Le flic s’était acharné. Il avait reconstitué avec soin l’emploi du temps des dernières semaines d’Audrey. Interrogé son employeur, ses collègues, ses amis, les membres de sa famille. Cuisiné son gynécologue, son prof de gym, son coiffeur… Il était même allé voir du côté du garage Alfieri Automobiles, à La Courneuve, où les Seurat avaient acheté leur bagnole. Son hypothèse : à un moment ou un autre, Audrey avait croisé la route du tueur. Un détail dans son allure — visage ? vêtements ? grossesse ? — avait déclenché la pulsion criminelle du cinglé. En retraçant ses allées et venues, il croiserait lui aussi la route du meurtrier.

Il était retourné sur les lieux marquants de l’affaire. La poste de Montfermeil et ses alentours, où Audrey avait disparu. La Maladrerie. Lâchant son costume sombre et sa voiture banalisée, il était venu en RER, il avait arpenté ces petits immeubles enfouis parmi les arbres et les bâtiments publics, réponses des années 60 aux grands ensembles de la décennie précédente.

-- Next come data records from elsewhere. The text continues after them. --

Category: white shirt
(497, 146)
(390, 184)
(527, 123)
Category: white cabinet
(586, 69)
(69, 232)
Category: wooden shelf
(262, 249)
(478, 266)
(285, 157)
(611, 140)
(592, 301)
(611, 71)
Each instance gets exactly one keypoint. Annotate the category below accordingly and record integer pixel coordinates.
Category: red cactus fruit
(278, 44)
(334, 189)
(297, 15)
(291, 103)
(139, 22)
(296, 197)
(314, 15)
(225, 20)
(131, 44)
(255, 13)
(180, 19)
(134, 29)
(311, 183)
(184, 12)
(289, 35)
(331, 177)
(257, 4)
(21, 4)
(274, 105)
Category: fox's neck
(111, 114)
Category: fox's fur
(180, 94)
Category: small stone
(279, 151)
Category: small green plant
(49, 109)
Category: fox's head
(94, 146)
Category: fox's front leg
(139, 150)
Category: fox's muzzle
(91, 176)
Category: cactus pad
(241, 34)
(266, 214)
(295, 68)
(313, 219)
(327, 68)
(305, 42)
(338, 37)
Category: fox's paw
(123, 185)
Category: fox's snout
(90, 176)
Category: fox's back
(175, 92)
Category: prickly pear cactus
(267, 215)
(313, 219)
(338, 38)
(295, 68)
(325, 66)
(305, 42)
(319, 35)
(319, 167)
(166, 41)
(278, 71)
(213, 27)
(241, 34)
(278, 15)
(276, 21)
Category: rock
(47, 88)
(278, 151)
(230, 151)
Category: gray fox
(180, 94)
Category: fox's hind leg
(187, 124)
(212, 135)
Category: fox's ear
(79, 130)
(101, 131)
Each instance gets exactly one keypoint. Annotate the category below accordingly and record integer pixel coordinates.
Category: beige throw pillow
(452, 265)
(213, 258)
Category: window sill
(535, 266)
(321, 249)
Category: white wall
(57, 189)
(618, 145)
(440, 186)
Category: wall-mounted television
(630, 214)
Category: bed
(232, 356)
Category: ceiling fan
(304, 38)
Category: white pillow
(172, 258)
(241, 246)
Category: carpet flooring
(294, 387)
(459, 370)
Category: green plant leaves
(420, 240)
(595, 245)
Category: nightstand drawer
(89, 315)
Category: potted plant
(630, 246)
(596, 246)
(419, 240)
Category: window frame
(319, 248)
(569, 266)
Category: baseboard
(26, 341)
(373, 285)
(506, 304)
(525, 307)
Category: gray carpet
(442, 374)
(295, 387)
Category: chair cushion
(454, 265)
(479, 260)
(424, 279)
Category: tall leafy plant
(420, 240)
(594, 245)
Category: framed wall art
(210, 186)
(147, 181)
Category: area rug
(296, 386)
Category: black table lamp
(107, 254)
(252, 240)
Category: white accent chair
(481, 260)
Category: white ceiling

Il s’était immergé dans le quartier, avait pris son pouls. Il s’était dit, encore et toujours, que le tueur possédait une raison secrète de s’intéresser à ce coin. Soit qu’il y habite, soit, c’était le plus probable, qu’il y ait passé son enfance et qu’un traumatisme l’y ramène comme un ressac de cauchemar.

Pures conjectures. Fin mars, Passan n’était pas loin de penser qu’on n’entendrait plus jamais parler de l’assassin d’Audrey Seurat.

Quelques jours plus tard, un nouveau corps avait été découvert.

Le téléphone sonna. Le flic sursauta comme s’il venait de toucher une clôture électrique.

Il réalisa qu’il était assis par terre, les doigts couverts d’encre et de poussière, enseveli sous les dossiers. Encore une fois, l’enquête l’avait aspiré comme un champ magnétique.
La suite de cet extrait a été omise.